Raiva

 

“Guardar raiva é como segurar um carvão em brasa com a intenção de atirá-lo em alguém; é você que se queima.”

Buda

Com muitos temas que pensava abordar, alguns já em fase mais apurada, foi este que surgiu espontaneamente após uma semana caótica, pelo menos num ponto de vista subjectivo.

É fácil imergir nos problemas quotidianos. Problemas que surgem, mas que muitas vezes criamos e amplificamos. Mas o que é que este tema tem a ver com a medicina? Tudo.

Para além de ser um termo relativo a uma doença infecciosa, também é uma palavra que procura definir uma emoção. E quando falamos de medicina, falamos de emoção. Somos humanos, somos emoção. Após pesquisa verifiquei que a palavra raiva deriva do Sânscrito rabhas que significa “ser violento” ou do Latim rabere que significa “fúria” ou “delírio” ou “loucura”.

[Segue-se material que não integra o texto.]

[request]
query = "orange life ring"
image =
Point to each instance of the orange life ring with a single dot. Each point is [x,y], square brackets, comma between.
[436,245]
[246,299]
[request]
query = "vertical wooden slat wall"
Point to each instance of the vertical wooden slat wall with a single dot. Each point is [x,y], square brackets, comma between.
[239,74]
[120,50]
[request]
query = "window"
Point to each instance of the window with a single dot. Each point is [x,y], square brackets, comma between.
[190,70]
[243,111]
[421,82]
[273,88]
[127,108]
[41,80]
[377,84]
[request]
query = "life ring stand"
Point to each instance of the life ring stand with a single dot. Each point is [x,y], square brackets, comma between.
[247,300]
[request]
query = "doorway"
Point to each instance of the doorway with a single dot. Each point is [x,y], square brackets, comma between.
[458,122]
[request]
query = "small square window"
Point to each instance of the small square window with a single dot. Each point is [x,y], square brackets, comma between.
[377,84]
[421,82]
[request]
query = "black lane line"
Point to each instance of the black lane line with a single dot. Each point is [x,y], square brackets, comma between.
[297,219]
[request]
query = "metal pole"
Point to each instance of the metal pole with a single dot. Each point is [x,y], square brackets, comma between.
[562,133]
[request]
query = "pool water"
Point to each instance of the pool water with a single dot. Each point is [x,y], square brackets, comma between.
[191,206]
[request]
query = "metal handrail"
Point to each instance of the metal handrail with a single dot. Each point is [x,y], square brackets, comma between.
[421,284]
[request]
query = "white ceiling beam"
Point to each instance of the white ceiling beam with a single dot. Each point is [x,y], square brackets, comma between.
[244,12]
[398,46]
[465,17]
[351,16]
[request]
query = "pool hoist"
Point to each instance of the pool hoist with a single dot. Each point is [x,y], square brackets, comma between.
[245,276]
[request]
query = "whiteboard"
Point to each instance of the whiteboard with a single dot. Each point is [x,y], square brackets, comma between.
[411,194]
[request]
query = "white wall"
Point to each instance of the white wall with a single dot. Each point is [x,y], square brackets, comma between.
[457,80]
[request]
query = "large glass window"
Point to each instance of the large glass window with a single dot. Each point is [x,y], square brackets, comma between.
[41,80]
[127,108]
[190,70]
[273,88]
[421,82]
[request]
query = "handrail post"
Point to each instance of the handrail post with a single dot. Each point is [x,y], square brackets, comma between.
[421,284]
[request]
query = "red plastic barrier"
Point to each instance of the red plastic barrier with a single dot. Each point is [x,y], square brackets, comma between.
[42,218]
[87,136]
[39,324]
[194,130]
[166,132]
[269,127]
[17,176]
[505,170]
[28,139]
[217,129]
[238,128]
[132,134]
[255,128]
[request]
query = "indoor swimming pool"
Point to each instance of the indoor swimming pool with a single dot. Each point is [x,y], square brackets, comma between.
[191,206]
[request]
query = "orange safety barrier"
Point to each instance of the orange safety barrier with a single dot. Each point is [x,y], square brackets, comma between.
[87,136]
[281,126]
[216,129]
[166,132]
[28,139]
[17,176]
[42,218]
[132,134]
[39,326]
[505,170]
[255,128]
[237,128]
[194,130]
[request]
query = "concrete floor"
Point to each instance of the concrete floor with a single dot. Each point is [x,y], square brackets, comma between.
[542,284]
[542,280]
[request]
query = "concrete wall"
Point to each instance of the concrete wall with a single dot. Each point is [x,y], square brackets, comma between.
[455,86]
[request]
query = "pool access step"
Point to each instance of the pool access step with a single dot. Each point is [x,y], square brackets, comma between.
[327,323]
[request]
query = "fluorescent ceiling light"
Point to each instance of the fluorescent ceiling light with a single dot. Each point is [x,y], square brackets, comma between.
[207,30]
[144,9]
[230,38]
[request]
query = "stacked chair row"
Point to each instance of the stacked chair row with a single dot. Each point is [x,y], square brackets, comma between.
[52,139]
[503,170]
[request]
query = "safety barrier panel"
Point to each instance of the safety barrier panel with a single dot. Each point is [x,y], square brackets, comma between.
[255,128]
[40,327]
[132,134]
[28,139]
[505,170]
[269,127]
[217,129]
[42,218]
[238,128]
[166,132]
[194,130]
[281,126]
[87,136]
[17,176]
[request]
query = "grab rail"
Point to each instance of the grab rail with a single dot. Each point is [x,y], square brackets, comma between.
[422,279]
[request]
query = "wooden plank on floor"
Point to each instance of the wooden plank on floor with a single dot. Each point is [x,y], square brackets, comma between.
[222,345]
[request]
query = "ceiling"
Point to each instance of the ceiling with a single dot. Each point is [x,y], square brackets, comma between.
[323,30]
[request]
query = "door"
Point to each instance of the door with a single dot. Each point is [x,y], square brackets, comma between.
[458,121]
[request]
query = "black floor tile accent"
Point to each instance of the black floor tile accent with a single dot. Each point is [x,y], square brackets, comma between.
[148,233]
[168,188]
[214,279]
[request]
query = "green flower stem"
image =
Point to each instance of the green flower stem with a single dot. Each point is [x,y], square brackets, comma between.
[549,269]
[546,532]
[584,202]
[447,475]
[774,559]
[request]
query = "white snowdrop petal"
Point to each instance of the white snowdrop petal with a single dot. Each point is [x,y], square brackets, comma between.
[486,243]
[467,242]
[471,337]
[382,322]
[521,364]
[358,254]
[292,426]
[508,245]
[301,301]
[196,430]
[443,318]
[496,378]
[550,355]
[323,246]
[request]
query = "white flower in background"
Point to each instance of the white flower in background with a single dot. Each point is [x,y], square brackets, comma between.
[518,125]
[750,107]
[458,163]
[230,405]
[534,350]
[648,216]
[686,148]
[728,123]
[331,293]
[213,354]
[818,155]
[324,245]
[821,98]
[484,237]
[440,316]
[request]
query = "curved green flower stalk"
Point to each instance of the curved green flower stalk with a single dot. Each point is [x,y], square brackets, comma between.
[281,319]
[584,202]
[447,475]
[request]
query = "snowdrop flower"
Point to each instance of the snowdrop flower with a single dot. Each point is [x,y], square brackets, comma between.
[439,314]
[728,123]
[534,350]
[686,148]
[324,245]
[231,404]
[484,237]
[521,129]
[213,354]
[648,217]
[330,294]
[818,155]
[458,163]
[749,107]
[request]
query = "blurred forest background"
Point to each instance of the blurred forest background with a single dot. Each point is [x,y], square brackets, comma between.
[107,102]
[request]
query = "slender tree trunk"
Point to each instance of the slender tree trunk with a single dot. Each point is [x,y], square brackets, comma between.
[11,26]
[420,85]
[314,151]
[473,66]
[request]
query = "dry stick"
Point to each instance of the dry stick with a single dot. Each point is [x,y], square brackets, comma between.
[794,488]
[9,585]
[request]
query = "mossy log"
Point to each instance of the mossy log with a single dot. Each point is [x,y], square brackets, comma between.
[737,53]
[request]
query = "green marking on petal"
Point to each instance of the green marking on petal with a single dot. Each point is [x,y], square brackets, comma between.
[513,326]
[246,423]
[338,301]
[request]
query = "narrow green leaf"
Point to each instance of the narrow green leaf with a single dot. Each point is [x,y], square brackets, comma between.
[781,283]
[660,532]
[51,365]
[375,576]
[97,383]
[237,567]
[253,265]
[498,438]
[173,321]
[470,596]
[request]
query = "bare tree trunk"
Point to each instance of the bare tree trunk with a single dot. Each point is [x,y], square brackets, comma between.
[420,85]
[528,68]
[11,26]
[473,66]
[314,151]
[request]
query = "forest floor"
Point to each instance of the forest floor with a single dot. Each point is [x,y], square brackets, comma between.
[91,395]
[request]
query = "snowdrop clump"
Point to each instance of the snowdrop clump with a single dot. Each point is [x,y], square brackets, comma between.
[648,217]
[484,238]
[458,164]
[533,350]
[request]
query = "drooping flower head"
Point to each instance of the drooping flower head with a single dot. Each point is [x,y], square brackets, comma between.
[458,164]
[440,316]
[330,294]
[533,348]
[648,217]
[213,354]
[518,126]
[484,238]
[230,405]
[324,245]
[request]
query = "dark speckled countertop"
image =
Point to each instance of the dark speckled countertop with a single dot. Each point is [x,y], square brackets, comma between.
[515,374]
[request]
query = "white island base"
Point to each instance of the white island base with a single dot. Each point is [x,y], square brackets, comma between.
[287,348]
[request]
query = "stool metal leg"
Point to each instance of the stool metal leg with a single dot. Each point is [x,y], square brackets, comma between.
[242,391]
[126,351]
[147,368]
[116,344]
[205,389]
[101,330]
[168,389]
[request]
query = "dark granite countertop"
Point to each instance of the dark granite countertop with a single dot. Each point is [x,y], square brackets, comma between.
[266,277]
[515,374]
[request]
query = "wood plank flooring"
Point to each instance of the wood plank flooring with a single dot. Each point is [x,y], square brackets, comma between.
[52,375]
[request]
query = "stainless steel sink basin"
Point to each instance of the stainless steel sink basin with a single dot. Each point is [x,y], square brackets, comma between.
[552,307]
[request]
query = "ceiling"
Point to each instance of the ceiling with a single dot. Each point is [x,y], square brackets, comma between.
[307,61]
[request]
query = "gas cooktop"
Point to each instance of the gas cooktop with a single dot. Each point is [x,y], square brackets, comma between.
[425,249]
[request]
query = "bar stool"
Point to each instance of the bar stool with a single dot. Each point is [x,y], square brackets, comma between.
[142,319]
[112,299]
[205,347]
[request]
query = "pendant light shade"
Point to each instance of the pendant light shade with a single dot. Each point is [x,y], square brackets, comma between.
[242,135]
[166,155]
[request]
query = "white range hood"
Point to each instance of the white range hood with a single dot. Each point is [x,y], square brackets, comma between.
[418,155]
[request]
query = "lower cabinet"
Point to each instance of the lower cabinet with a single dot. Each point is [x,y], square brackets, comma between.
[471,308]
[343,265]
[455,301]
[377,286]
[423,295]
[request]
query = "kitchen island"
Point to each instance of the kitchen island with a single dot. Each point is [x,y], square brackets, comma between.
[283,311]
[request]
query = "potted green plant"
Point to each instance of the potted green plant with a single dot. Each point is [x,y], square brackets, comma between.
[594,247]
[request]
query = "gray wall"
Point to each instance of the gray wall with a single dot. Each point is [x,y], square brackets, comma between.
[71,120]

A consulta é um contacto entre dois mundos, por vezes mais. Nem sempre com as mesmas motivações. Este contacto desperta emoções, que por vezes são difíceis de gerir. A Emoção é um estado temporário, marcado por modificações fisiológicas, em resposta a uma pessoa ou algo no imediato. É diferente do Sentimento, que é mais prolongado no tempo, e é um “processo de decisão”. Como médico, o que me motiva é o acto de sempre decidir pelo bem do utente (sentimento). Este facto não impede que seja invadido por emoções menos positivas.

A capacidade de gerir estas emoções deve ser aprimorada. Após reflectir sobre as consultas, percebi o impacto que a emoção pode ter no processo de relação. Não só naquela consulta, mas nas que se seguem. E não só na consulta, mas também nas relações pessoais. É importante ter um tempo de reflexão. O acumular de emoções que não pairam no crivo da reflexão (nem que seja só por um segundo), prejudicam a relação médico-utente subsequente. A pressão de consultas sequenciais para se cumprir horários e expectativas é uma exigência incontornável, mas não deve descartar a etapa de reflexão. É preferível despender um minuto a filtrar emoções, do que tentar corrigir conflitos criados pelo acumular das mesmas.

“De médico e de louco todos temos um pouco”. A diferença está na quantidade que queremos de cada um.